Adults are 2.5–4.5 mm long, with an elongated, slightly flattened body. The pronotum (the shield‑like plate immediately behind the head) and elytra (hardened forewings) are typically dark brown to black, often with lighter brownish‑yellow (testaceous) areas at the humeral (shoulder) region. A pale, nearly uniformly testaceous form has also been recorded. The elytra bear distinct longitudinal grooves (striae), and the second antennal segment is noticeably longer than the first, features that aid identification in the field.

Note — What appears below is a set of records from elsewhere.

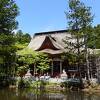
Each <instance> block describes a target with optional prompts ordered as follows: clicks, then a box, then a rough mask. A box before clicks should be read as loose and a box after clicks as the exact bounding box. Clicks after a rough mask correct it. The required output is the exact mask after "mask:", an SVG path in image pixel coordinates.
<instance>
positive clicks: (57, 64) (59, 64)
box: [51, 59, 62, 77]
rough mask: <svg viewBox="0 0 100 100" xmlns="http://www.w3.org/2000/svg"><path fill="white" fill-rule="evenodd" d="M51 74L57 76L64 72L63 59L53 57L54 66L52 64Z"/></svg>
mask: <svg viewBox="0 0 100 100" xmlns="http://www.w3.org/2000/svg"><path fill="white" fill-rule="evenodd" d="M51 67H52V68H51V74H52V76H54V77H56V76H59V75H60V74H61V73H62V60H60V59H53V60H52V66H51Z"/></svg>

==Habitat and distribution==

Hallomenus axillaris occurs in montane coniferous forests, where it develops in the fruiting bodies of a variety of polypore fungi (for example, Postia, Tyromyces, Fomitopsis and Laetiporus), making it polyphagous on fungal hosts. Its Palearctic range extends from Scandinavia, the Baltic region and western Russia through central Europe to France, as well as into Siberia and parts of China. Southern populations are scarce, and until 2015 the species had not been confirmed in the Iberian Peninsula. The first Iberian record comes from interception‑flight trap captures at roughly 1,400 m in a Scots pine (Pinus sylvestris) stand on the southern slopes of the Pyrenees in Navarre, Spain. In the Moscow region, it has been recorded growing in the fruitbodies of several fungi: Hapalopilus rutilans, Laetiporus sulphureus, Cerioporus squamosus, Postia fragilis, Pycnoporellus fulgens, Tyromyces chioneus, and Fomes fomentarius.